User:CTho/Electromigration

From my post here

Electromigration is an effect dominated by temperature and the current density of a current flowing in a wire. It's caused by electrons bumping into metal atoms and moving them around. Higher temperature makes it easier to move the metal atoms. Higher current density affects electromigration because it means there are more electrons flowing through the wires.

If you increase the voltage, you'll be increasing the current flowing through the wires. Since there's more current, and there's not more metal in the chip, the current density goes up, which worsens electromigration.

Now, a little background: a given logic gate or transistor in a circuit generally only flips once per clock cycle. As it flips, a current flows, but once it's done flipping, there's very very little current (the transistors leak - they don't shut off completely - but for the purposes of this explanation, leakage is negligible). Each flip involves moving a little bit of charge, which involves a small current flowing for a brief time (say, 1 milliamp for 100 picoseconds).

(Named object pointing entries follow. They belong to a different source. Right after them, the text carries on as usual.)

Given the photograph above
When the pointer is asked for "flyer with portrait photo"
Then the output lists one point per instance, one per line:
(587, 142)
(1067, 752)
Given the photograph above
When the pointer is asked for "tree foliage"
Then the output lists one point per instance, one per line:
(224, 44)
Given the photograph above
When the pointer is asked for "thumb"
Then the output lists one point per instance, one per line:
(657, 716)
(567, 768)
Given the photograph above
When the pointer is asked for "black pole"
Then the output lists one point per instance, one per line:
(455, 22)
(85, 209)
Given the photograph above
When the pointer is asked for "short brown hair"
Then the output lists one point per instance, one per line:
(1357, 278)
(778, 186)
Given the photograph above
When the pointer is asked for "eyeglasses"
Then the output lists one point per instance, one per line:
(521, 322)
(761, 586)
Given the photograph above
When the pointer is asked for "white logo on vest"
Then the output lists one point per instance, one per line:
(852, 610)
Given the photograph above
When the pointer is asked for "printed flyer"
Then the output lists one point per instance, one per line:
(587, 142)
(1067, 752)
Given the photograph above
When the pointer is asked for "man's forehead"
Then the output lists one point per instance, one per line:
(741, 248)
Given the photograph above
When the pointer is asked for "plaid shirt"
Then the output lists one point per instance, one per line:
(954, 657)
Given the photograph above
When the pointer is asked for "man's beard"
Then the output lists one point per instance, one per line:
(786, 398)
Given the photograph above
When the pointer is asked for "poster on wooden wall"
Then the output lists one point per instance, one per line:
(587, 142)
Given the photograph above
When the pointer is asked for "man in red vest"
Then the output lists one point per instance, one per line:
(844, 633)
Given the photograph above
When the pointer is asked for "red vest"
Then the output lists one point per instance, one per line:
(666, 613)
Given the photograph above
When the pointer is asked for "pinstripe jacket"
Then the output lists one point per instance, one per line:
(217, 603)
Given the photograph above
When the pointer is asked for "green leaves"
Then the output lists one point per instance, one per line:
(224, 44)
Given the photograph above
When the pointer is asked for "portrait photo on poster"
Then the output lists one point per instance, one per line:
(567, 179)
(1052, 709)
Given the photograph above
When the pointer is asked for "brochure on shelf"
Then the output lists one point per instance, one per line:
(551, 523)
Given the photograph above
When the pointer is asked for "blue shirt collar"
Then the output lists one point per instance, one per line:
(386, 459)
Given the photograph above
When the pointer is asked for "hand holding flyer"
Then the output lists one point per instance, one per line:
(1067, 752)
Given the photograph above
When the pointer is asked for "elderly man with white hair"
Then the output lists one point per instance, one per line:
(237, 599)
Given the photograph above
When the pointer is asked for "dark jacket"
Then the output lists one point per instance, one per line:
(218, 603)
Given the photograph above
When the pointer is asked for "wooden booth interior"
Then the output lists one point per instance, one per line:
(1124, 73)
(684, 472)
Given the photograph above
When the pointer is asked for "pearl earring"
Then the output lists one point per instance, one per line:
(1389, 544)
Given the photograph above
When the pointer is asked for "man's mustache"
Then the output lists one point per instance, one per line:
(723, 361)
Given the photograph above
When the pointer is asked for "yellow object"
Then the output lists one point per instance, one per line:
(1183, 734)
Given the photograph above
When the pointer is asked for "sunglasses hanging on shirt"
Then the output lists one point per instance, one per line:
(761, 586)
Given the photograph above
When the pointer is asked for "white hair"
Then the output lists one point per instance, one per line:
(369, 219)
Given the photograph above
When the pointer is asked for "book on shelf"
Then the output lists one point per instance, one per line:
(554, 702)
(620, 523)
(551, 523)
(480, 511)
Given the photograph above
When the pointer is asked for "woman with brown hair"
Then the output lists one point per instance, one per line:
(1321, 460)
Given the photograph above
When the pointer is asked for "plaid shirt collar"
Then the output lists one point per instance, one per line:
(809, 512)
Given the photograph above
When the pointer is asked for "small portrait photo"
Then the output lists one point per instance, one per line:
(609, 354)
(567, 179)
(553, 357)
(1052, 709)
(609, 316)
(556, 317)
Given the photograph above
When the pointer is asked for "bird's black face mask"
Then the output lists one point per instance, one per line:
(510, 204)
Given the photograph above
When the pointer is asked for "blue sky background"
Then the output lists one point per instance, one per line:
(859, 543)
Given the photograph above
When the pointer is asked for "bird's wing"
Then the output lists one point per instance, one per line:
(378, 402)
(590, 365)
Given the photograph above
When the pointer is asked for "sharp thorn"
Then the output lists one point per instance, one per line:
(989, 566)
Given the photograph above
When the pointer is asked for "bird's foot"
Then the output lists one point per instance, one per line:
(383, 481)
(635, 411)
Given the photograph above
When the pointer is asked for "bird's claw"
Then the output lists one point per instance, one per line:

A wire in a chip running at 1 GHz might see current flowing through it for, on average, 1 second out of every 10 seconds (100 picoseconds every 1000 picoseconds, over 10 seconds). If you overclocked that chip to 2GHz, now the wire will see current flowing for it for 2 seconds out of every 10 seconds (100 picoseconds every 500 picoseconds, over 10 seconds). This will roughly double the rate of electromigration (assuming the temperature doesn't go up).

In practice, most of the wires on the chip flip one way, then the other, then back, and so on--so if an atom gets bumped in one direction, another atom might get bumped back in the other direction when the signal flips the other way. This largely cancels out the electromigration, because the average current cancels out. Some of the metal wires, however, conduct current predominantly in one direction (for example, wires supplying power to a circuit, or short stubs of wires within individual gates) (a picture might help here, but I can't find a decent drawing program for Linux ). A wire supplying a ground connection (low voltage) to a transistor will only see current flowing when the signal switches to 0, and the current always flows the same way. These wires are the most vulnerable to electromigration, and they'll experience a linear increase with clock frequency (as explained above).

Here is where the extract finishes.